Recognition

If we consider the example of the British Computer Society (BCS) we’ll discover that recognition equates to permission to use such things as the BCS logo on correspondence and permission to include post-nominal letters (relating to the BCS) after our names, among other things.

If we boil this down, essentially what we obtain from recognition is a marketable identity, that is, the member can use these permissions to market themselves, and an ‘image’ not dissimilar from what in another realm might be called a ‘corporate image’.

In essence, the member is able to market themselves as a product that employers or main contractors can easily and quickly relate to and make certain assumptions about their skills, knowledge and professionalism from.

The use of the word “assumptions” in the previous paragraph is important and underpins probably the single most important aspect of registration with any PB, in relation to obtaining employment, as it enables and potential employer to judge, within reason, the professional’s potential skill and knowledge level simply due to their membership of the PB.

Being a member of a PB is a bit like having passed Higher English at school; that is, if an individual wanted to employ someone to write a biography about themselves on their behalf and they were faced with two people that were identical in every way with the exception that one had an A in Higher English and one had a C in Higher English then they, the individual, would have to ask which one of the two people they would choose; obviously, unless the individual was just odd or in favour of the underdog, they would choose the one that on paper exhibits the recognition that they seek, as the A rather than the C implies a greater level of knowledge and ability.

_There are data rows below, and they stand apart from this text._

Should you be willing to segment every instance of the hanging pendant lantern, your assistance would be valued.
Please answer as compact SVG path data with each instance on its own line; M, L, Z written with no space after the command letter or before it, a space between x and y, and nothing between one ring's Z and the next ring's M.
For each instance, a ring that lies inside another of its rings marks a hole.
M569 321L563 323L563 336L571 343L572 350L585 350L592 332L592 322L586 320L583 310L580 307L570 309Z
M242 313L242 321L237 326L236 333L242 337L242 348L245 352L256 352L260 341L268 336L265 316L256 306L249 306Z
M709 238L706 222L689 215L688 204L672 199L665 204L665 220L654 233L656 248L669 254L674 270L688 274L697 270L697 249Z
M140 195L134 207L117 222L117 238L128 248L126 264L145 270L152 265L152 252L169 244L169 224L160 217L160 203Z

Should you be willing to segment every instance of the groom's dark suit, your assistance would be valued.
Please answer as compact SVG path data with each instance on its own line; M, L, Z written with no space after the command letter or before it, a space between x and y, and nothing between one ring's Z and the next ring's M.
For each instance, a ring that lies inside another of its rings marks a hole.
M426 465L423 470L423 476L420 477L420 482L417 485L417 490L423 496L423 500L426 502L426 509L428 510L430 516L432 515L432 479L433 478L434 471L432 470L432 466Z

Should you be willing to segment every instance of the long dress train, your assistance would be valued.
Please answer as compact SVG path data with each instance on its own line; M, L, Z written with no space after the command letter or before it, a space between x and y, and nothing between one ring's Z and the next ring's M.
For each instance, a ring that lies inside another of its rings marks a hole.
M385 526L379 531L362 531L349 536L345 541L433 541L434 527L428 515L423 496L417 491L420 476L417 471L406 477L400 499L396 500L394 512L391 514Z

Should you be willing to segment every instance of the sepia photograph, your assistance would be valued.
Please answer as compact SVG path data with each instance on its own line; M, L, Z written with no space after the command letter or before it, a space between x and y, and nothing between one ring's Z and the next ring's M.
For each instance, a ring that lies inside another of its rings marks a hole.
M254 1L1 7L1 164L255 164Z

PB membership is no different – in this biography scenario someone can be selected, with greater certainty, on the assumption that they possess certain knowledge and skill such as spelling, grammar and comprehension of layout without having to directly check these skills, again, due to their membership with whatever the relevant PB might be.

To an employer considering a potential employee this is what PBs provide; if the professional is admitted as a member they, the PB, are endorsing the professional’s skills and knowledge; therefore, any employer or contractor can then employ the member without having to directly test certain elements that they consider important as the professional’s very membership to the desired PB implies that these skills and knowledge have already been established.